Connected input/output processing structure: Because the request may arrive at any time, the Web server constantly observes that there are no new Web requests

Single-threaded Web server: Only one request is processed at a time, the next connection is processed, but other connections are ignored during processing, which can cause serious performance problems.
Multi-process and multi-threaded Web servers: can be created as needed or reserved for some threads/processes beforehand
Multiplexing I/O servers: In a multiplexed structure, you need to monitor the activity on all connections, and when the state changes, the link is processed in small amounts; after processing is complete, return to the open list and wait for the next state change.
Multiplexed multithreaded Web servers: Combining multithreading with multiplexing to take advantage of multiple CPUs on a computer platform

Processing requests: Once the Web server receives the request, it can process the request based on the method, resource, header, and optional body part
Mapping and access to resources: Web servers are resource servers responsible for sending pre-created content, such as HTML pages, JPEG images, and dynamic content generated by resource generators running on the server

The file system of the Docroot:web server will have a dedicated folder for Web content, called the root of the document, where the Docroot,web server obtains the URI from the request message and attaches it to the back of the document root directory.

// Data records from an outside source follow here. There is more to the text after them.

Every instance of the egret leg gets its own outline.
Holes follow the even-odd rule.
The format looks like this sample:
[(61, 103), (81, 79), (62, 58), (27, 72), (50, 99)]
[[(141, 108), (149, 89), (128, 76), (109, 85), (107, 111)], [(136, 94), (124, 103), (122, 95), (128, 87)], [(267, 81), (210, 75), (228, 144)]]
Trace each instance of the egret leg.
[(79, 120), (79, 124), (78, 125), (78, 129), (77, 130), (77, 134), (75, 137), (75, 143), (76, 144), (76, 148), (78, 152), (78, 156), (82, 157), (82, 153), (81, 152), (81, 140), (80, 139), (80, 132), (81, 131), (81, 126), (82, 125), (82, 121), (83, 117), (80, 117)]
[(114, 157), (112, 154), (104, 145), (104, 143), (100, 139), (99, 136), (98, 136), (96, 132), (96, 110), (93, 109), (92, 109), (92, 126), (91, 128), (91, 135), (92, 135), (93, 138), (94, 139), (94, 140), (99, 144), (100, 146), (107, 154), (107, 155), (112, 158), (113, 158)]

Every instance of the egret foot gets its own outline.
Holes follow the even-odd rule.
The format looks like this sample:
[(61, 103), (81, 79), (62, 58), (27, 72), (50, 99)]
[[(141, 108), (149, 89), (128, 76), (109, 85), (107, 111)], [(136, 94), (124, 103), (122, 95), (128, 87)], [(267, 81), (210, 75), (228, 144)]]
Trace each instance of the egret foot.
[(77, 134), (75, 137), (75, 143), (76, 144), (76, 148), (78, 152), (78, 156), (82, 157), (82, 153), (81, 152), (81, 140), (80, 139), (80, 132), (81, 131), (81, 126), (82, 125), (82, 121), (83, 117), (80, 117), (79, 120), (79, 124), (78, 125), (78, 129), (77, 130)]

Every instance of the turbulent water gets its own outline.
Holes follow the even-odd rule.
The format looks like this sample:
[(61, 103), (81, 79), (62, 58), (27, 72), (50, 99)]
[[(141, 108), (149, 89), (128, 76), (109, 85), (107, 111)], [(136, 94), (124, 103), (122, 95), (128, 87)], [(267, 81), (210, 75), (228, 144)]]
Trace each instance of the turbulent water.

The Apache server can add documentroot/usr/local/httpd/files as the root directory in the httpd.conf file, but cannot leave the relative URL out of the docroot, such as http:// www.yf403.cn/. /Is not allowed

Virtual managed Docroot: You need to configure a virtualhost block for each virtual Web site, and each virtual server contains DocumentRoot
User's home directory Docroot

Directory list: The Web server can accept requests for a directory URL, and its path can be resolved to a directory. Most servers go back and look for index.html to indicate the default directory. Apache can be set DirectoryIndex to configure the default directory file used by the file name collection, you can use the Apache Directive "options-indexes" to prevent the automatic generation of directory index files
Mapping of dynamic Content resources: The Web server can also map URIs to dynamic resources and map to programs that dynamically generate content on demand.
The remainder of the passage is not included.